- Chase Pay to work with members of MCX retailer group
- MCX's dozens of members include Wal-Mart, Target, Best Buy
Buy a shirt from your favorite store while using a coupon and collecting reward points -- all with a tap or swipe of your phone or tablet -- and you’ll even help shave the retailer’s costs.
That’s JPMorgan Chase & Co.’s pitch for its new digital wallet, a mashup of payment technologies that the biggest U.S. bank unveiled Monday to challenge rival lenders, systems like Apple Inc.’s Apple Pay and a variety of other companies including PayPal Holdings Inc.
JPMorgan is looking to speed adoption of its digital payment systems in stores and online by paring some transaction fees for retailers, interacting with their existing loyalty programs, and partnering with the Merchant Customer Exchange, a consortium with backers including Wal-Mart Stores Inc. The bank will roll out the service to its legions of cardholders in mid-2016.
“I’m not sure anyone else has embedded the merchant value proposition in the same way that we have," Gordon Smith, head of JPMorgan’s consumer bank, said in an interview. “We’re bringing 94 million preloaded accounts, our customers, immediately to the product. The customer has to do nothing but accept the terms and conditions and then we preload the data for the customer. That’s very significant."
Big banks, networks, retailers and technology companies are battling for control as U.S. consumers change how they pay for just about everything, replacing plastic cards with mobile phones, watches and other digital devices. Mobile payments are expected to reach $142 billion in the U.S. by 2019, up from $52 billion last year, according to Forrester Research Inc. Still, the shift to new systems has been slow so far, leaving some payment startups struggling and trillions of dollars flowing through cards.
JPMorgan’s new system, Chase Pay, can be used with all of the bank’s credit, debit and prepaid cards that are processed by Visa Inc., including co-brand cards. It’s joining a crowded field that has proven difficult for some big companies. In the year after Apple Pay debuted with much fanfare, it failed to capture a significant share of purchases, accounting for 1 percent of all retail transactions in the U.S., according to Aite Group.
One hurdle for new payment systems, according to surveys, is that consumers don’t see an obvious benefit to ditching plastic, where they can collect points redeemable for additional purchases, travel or cash.

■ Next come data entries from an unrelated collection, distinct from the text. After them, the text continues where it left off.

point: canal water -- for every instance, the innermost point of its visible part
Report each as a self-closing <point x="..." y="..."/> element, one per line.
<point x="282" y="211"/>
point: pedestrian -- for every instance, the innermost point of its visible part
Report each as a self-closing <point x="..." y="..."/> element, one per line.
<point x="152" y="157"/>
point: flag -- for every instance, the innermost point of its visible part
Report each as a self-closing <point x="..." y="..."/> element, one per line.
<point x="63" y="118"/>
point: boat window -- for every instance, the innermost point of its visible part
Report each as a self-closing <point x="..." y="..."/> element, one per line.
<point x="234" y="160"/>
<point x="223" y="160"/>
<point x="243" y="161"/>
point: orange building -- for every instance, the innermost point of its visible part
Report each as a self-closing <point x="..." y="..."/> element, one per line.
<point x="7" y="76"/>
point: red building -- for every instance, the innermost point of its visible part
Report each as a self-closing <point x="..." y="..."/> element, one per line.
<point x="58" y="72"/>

A study by the Federal Reserve in 2014 showed just 17 percent of U.S. smartphone users made a mobile purchase in the previous 12 months.

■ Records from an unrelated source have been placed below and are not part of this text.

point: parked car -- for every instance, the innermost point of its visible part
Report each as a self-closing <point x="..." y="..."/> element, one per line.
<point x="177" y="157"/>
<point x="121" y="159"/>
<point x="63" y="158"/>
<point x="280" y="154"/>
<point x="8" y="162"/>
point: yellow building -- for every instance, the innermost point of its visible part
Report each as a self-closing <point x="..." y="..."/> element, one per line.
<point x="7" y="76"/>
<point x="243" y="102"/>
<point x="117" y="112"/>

To counter that, Chase Pay enlisted partners including Merchant Customer Exchange, founded in August 2012 with funding from Wal-Mart, Target Corp. and Best Buy Co. Chase Pay will mesh with MCX’s app, CurrentC, which ties into retailers’ loyalty and rewards programs. The arrangement means Chase Pay has an opportunity to handle more of the $1.2 trillion in annual spending at MCX member stores. CurrentC began testing in August after almost three years in development.
Another hurdle for new payment systems has been the slow pace of acceptance at stores. Retailers have pushed for decades in negotiations, courts and Congress to shrink the swipe fees that banks and networks reap on credit-card transactions. To encourage stores to accept Chase Pay and promote it to their own customers, JPMorgan reduced merchants’ total costs by wiping out a bunch of fees that typically go to middlemen as part of a partnership the lender has with Visa. The firm also is offering to cut prices even more for merchants whose customers use it a lot.
“There’s no network fees, no merchant-acquiring fees, we will not charge them back for fraud once we’ve approved a transaction, and we will also give them the opportunity to drive down further their cost of acceptance based on how much volume they do with Chase," Smith said. “The economics are extremely positive to us because we’ll be driving significantly more volume, that’s the intention."
He unveiled the new service during the annual financial technology conference in Las Vegas known as Money 20/20.
JPMorgan’s system features a fraud-prevention technology known as tokens, which replaces some account information with a digital ID. Visa will provide the token services, putting the network at the center of consumer data that’s collected in the process. Chase Pay will use quick-response codes.